IT services company Tech Mahindra on Thursday reported a 13.8% quarter-on-quarter (q-o-q) drop in consolidated profits to Rs 1,118 crore and a 0.1% fall in revenues to Rs 13,718 crore for the March quarter.
Ebitda decreased by 4.4% to Rs 2020.7 crore. Margins were down 80 basis points q-o-q, while revenue growth in constant currency terms was down 30 bps.
Tech Mahindra’s deal wins during the quarter were down to $592 million from $795 million in the third quarter of FY23, the lowest in the fiscal owing to the tougher environment. The company attributed a drop in margin of 60 bps to adverse foreign exchange impact, investments in technologies for the future and wage revisions.
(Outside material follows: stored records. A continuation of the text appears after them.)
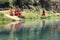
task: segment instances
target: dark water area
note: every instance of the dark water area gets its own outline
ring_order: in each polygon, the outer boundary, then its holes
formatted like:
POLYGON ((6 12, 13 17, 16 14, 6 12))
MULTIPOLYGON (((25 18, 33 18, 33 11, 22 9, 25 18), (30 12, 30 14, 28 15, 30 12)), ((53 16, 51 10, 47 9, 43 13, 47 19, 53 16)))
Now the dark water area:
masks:
POLYGON ((60 19, 26 20, 1 24, 0 40, 60 40, 60 19))

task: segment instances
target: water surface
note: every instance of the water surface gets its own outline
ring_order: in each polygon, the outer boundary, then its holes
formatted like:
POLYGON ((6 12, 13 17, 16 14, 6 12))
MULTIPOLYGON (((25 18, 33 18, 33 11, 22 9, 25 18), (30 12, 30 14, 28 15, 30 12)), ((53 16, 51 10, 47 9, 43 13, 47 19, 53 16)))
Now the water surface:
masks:
POLYGON ((0 40, 60 40, 60 19, 0 24, 0 40))

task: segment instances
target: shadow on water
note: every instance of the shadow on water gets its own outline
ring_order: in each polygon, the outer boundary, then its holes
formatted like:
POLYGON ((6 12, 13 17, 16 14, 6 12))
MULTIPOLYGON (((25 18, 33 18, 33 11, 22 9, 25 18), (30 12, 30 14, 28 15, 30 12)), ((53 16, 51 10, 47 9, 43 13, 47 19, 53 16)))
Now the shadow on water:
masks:
POLYGON ((0 40, 59 40, 60 19, 12 22, 0 27, 0 40))

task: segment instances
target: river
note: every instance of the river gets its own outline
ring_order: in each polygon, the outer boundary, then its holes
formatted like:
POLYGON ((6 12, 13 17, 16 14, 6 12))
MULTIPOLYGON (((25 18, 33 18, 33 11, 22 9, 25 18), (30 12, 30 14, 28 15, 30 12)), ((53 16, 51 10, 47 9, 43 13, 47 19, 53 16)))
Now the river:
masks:
POLYGON ((0 40, 60 40, 60 19, 34 19, 0 24, 0 40))

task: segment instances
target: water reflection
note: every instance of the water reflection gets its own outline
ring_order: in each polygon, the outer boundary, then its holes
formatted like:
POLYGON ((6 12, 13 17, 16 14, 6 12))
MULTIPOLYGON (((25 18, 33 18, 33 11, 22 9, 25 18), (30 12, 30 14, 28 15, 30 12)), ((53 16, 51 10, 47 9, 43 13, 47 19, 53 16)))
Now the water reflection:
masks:
POLYGON ((0 25, 0 40, 59 40, 60 19, 40 19, 0 25))

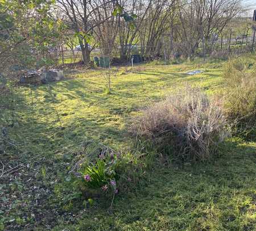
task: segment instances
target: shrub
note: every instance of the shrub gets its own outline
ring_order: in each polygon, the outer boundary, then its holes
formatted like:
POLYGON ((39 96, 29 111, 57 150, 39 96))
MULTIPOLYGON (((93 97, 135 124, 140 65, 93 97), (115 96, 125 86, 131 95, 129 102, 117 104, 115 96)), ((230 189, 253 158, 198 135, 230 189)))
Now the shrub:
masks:
POLYGON ((248 59, 230 59, 223 74, 225 113, 233 122, 234 131, 246 137, 255 135, 256 131, 256 70, 250 69, 252 65, 248 59))
POLYGON ((160 150, 172 152, 183 159, 208 158, 228 135, 218 102, 191 88, 142 111, 131 128, 137 138, 150 140, 160 150))

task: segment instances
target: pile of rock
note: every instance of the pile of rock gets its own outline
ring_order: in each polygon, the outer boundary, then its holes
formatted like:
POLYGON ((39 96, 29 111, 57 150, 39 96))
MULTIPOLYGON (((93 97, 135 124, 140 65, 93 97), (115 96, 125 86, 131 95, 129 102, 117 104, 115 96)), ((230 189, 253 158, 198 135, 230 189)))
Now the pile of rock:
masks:
POLYGON ((36 70, 28 70, 19 79, 20 83, 37 85, 41 83, 40 73, 36 70))
POLYGON ((50 82, 59 81, 64 78, 63 71, 55 69, 45 71, 43 70, 29 70, 20 78, 19 82, 23 84, 38 85, 50 82))

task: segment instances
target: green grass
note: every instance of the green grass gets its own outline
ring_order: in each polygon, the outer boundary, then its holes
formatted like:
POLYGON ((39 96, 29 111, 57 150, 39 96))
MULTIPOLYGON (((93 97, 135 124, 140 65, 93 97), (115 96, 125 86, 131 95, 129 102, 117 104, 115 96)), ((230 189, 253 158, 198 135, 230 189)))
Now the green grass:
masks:
POLYGON ((101 69, 67 75, 49 85, 16 86, 0 101, 5 140, 15 145, 0 140, 6 148, 1 154, 4 171, 36 158, 0 178, 2 230, 255 230, 255 142, 230 139, 209 163, 176 165, 159 157, 127 182, 112 210, 105 198, 89 208, 82 205, 67 180, 82 142, 93 140, 134 153, 127 132, 131 116, 185 84, 214 94, 222 87, 222 65, 196 60, 141 65, 133 72, 115 68, 109 94, 107 70, 101 69), (204 72, 184 74, 195 69, 204 72))

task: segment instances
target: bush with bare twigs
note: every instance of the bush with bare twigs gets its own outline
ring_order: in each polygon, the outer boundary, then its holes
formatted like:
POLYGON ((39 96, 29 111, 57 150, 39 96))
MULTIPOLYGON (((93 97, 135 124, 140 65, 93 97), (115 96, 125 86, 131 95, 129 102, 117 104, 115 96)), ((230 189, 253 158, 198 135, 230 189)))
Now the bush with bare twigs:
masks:
POLYGON ((148 140, 159 150, 183 159, 209 158, 228 135, 218 103, 191 88, 142 111, 131 128, 137 138, 148 140))

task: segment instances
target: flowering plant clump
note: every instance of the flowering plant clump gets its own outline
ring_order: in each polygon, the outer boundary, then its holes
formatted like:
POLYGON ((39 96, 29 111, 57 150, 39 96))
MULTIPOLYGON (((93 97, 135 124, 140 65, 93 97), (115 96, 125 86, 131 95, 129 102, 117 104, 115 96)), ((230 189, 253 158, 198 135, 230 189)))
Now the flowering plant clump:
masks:
POLYGON ((106 192, 110 191, 117 194, 118 174, 117 169, 119 164, 118 156, 113 152, 101 153, 96 162, 88 165, 82 173, 85 186, 106 192))

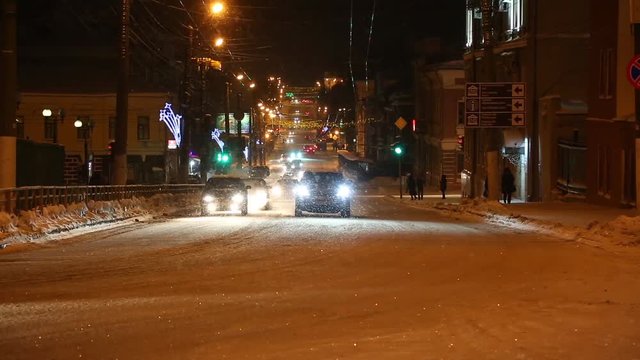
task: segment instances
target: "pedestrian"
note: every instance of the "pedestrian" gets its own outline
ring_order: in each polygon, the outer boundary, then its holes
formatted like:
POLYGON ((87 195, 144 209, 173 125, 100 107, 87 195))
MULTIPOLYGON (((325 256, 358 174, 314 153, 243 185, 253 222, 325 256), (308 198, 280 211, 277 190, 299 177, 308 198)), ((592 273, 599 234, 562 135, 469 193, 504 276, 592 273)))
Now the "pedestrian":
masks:
POLYGON ((511 194, 516 191, 515 178, 511 170, 506 167, 502 173, 502 201, 511 204, 511 194))
POLYGON ((442 174, 440 177, 440 192, 442 193, 442 198, 446 198, 447 193, 447 175, 442 174))
POLYGON ((407 176, 407 192, 411 195, 411 200, 418 198, 416 194, 416 178, 412 173, 409 173, 409 176, 407 176))
POLYGON ((416 192, 418 200, 424 199, 424 183, 424 175, 418 175, 418 177, 416 178, 416 192))

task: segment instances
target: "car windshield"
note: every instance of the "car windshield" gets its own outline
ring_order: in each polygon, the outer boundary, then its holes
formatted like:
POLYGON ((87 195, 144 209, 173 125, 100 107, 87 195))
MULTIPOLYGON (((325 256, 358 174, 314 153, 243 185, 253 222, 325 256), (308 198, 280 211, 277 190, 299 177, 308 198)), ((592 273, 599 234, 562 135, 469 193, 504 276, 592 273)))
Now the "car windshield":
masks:
POLYGON ((249 185, 251 187, 266 187, 267 182, 262 179, 246 179, 244 181, 245 185, 249 185))
POLYGON ((211 178, 207 180, 205 190, 214 189, 241 189, 244 186, 242 180, 237 178, 211 178))
POLYGON ((313 184, 330 184, 343 180, 342 174, 336 172, 305 172, 302 181, 313 184))

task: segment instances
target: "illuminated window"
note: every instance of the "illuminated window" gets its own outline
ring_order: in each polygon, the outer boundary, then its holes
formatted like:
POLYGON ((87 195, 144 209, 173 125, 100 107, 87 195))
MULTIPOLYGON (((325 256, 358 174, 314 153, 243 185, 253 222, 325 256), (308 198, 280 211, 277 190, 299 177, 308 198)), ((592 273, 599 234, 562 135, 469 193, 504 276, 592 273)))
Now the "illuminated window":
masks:
POLYGON ((507 13, 507 26, 510 32, 517 32, 522 27, 523 0, 502 0, 500 10, 507 13))
POLYGON ((16 136, 18 139, 24 139, 24 117, 16 116, 16 136))
POLYGON ((88 116, 78 116, 77 120, 82 121, 82 126, 79 128, 76 128, 76 138, 78 139, 88 139, 89 138, 89 131, 91 131, 90 128, 90 123, 91 120, 89 119, 88 116))
POLYGON ((467 9, 467 47, 473 45, 473 9, 467 9))
POLYGON ((138 116, 138 140, 149 140, 150 137, 149 117, 138 116))
POLYGON ((116 138, 116 117, 109 116, 109 140, 116 138))
POLYGON ((600 67, 598 79, 598 97, 600 99, 613 98, 613 78, 615 76, 613 71, 613 49, 600 49, 600 67))
POLYGON ((45 116, 44 118, 44 138, 53 140, 56 137, 56 120, 53 116, 45 116))

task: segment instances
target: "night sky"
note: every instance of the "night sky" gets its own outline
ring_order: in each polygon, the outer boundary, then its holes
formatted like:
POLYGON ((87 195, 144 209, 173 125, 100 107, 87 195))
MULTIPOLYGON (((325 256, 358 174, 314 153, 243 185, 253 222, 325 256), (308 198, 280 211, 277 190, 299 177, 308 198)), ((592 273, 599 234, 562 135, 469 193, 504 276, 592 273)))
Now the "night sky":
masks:
MULTIPOLYGON (((115 59, 120 1, 18 3, 19 56, 24 60, 23 67, 33 66, 34 54, 72 48, 84 49, 79 52, 85 62, 107 64, 115 59)), ((311 85, 324 71, 349 77, 350 0, 226 3, 230 9, 225 19, 213 21, 206 16, 202 0, 132 0, 133 46, 160 64, 179 61, 184 56, 181 46, 187 43, 186 26, 195 25, 199 38, 219 33, 228 39, 234 58, 224 54, 223 64, 230 71, 241 67, 256 78, 281 75, 294 85, 311 85)), ((464 0, 376 0, 370 45, 374 0, 353 3, 351 57, 356 78, 364 77, 365 61, 370 76, 376 70, 410 67, 413 43, 420 38, 442 37, 444 46, 462 49, 464 0)), ((55 61, 36 63, 45 67, 55 65, 55 61)), ((110 76, 107 68, 105 77, 110 76)))

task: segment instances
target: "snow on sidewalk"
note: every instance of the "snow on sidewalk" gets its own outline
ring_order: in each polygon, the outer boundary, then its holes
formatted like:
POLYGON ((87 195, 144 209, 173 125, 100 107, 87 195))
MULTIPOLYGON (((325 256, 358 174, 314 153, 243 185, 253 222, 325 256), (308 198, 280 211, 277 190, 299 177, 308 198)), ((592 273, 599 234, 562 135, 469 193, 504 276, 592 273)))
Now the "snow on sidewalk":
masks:
MULTIPOLYGON (((57 233, 86 229, 135 217, 152 217, 184 211, 197 203, 194 196, 159 194, 149 198, 93 201, 50 205, 19 215, 0 212, 0 249, 19 243, 43 243, 58 238, 57 233)), ((118 223, 119 225, 119 223, 118 223)))
POLYGON ((504 205, 484 199, 412 201, 408 197, 402 200, 394 197, 394 200, 450 217, 482 218, 514 230, 537 231, 609 250, 640 250, 640 213, 633 209, 565 201, 504 205))

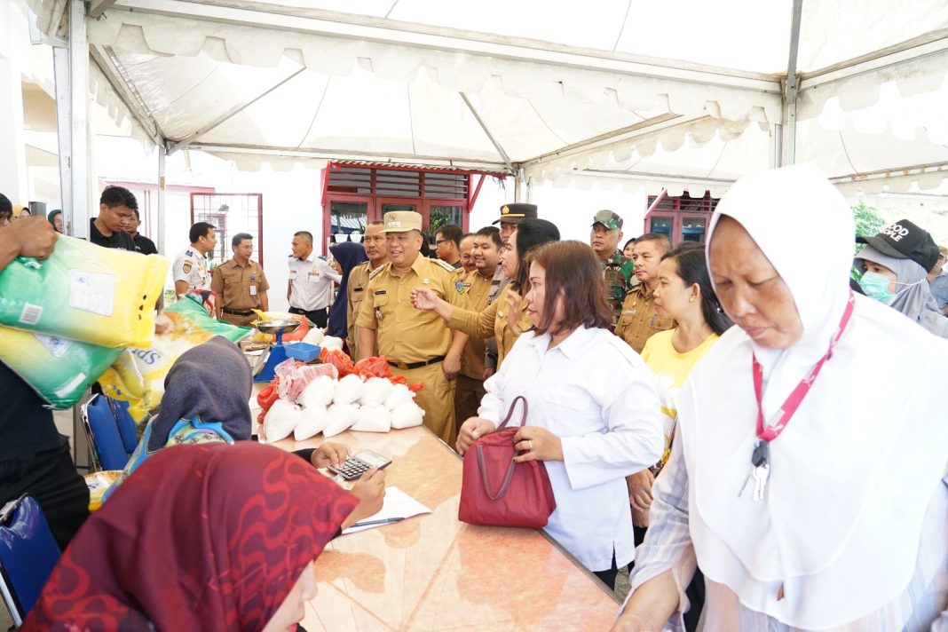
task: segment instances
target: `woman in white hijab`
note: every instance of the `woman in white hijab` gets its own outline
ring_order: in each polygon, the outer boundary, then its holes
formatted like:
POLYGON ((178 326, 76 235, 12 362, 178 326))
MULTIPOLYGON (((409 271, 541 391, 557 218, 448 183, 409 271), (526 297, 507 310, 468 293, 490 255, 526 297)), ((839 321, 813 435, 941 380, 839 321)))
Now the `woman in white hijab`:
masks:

This was offset partially through a reduction in sub-contracting and cost reduction.
Managing director and CEO CP Gurnani said while there was no ramping down or deal cancellation, decision-making had slowed down. Retail, transport, logistics, communication, media and entertainment verticals had seen weakness. There was a steep 10% q-o-q drop in the retail vertical. They would shift focus to other verticals such as insurance and healthcare.
Headwinds would last a few quarters but a resurgence of IT services would happen soon and it could be two quarters away, Gurnani said.
Clients would evaluate and realise the benefit of outsourcing, he added. As interest rates come down in the US and it entered an election year the economy was expected to come back. The second half of FY24 could also see large deals returning with deal wins expected to be significantly higher than $ 3 billion in FY24, Gurnani said. The company would continue to invest and focus on new technologies, upskilling and leadership transition.
The drop in margins was temporary and an upward tick could be expected over the next few quarters, CFO, Rohit Anand, Tech Mahindra said.
Meanwhile, the company was looking at repurposing resources based on industry trends, working on new strategies such as co-creation with customers such as Google and working more closely with the Mahindra Group and monetization of the IP. The company was also looking at new geographies such as Japan and the Middle East to offset the slowdown in US and Europe.